Mamuju Tengah, potretrakyat.com — Hiruk-piruk Turnamen Terbuka Pickleball Mamuju Tengah resmi usai pada Minggu, 9 Agustus 2026. Selama tiga hari pertandingan yang digelar sejak 7 Agustus lalu, kejuaraan ini tak hanya menyajikan persaingan sengit para atlet dari Sulawesi Barat hingga Kalimantan, tetapi juga menjadi sinyal bagi Pemerintah Kabupaten Mamuju Tengah untuk mulai melirik potensi cabang olahraga baru ini.
Wakil Bupati Mamuju Tengah, Askary Anwar, hadir langsung menutup perhelatan tersebut sekaligus menyerahkan medali serta hadiah kepada para pemenang di kategori Ganda Putra dan Ganda Campuran (Mix).
Dalam ajang ini, dominasi klub-klub luar daerah cukup terasa. Pada kategori Ganda Putra, pasangan Rezki dan Andi Faat dari Indonesian Pickleball Federation (IPF) Sidenreng Rappang (Sidrap) sukses mengamankan posisi puncak. Posisi kedua ditempati pasangan Yusnadi–Andri (IPF Sulawesi Selatan), disusul pasangan Ridho–Arman (USB Polman) di peringkat ketiga, dan Sumarlin–Ansar (IPF Pasangkayu) di posisi keempat.
Sementara di kategori Ganda Campuran, gelar juara pertama disabet pasangan Faat dan Regina yang membela IPF Kalimantan Timur. Mereka mengungguli pasangan Yusnadi–Yuliastuti (IPF Sulsel) di posisi kedua, Arman–Egha (MPC Mamuju) di urutan ketiga, serta pasangan Andry–Early di tempat keempat.
Kehadiran peserta dari luar daerah menjadi catatan tersendiri bagi Askary. Menurut dia, turnamen semacam ini tidak sekadar panggung olahraga, melainkan juga sarana promosi daerah yang efektif.
“Atlitnya ada yang datang dari Sulawesi Selatan hingga Kalimantan. Saya sangat mengapresiasi, bila perlu kegiatan seperti ini dibesarkan lagi ke depan agar daerah kita makin dikenal,” kata Askary.

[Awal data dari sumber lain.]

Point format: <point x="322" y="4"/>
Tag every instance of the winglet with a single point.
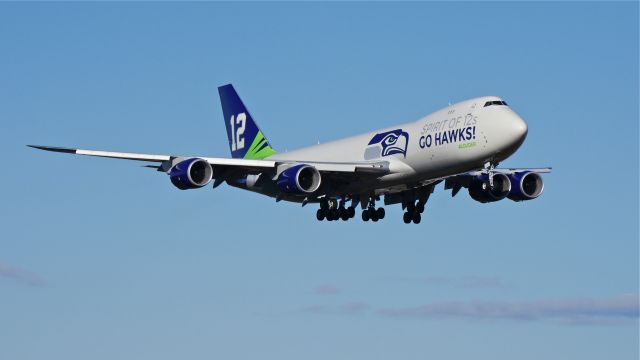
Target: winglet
<point x="54" y="148"/>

Ia menegaskan komitmen pemerintah daerah untuk mendukung pembinaan atlet pickleball di Mamuju Tengah. Salah satu fokus utama Pemkab adalah membenahi infrastruktur dan sarana latihan guna mencetak bibit-bibit atlet lokal yang mampu bersaing di tingkat nasional. Untuk mewujudkan hal itu, pemerintah berencana memperkuat kolaborasi bersama Komite Olahraga Nasional Indonesia (KONI) serta IPF setempat.
“Mengenai fasilitas, Pemkab Mateng akan berupaya membuat fasilitas sebaik mungkin agar atlet bisa latihan dengan nyaman,” ujarnya.
Sikap optimistis juga disampaikan Ketua IPF Mamuju Tengah, Zainuddin. Meski mengakui masih ada kekurangan dalam pelaksanaan turnamen kali ini, ia berjanji akan melakukan evaluasi menyeluruh untuk menyambut agenda yang lebih besar di masa mendatang.
“Kami memohon maaf jika ada hal yang kurang. Insya Allah, dalam event yang lebih besar ke depan akan kami benahi dengan lebih baik,” tuturnya.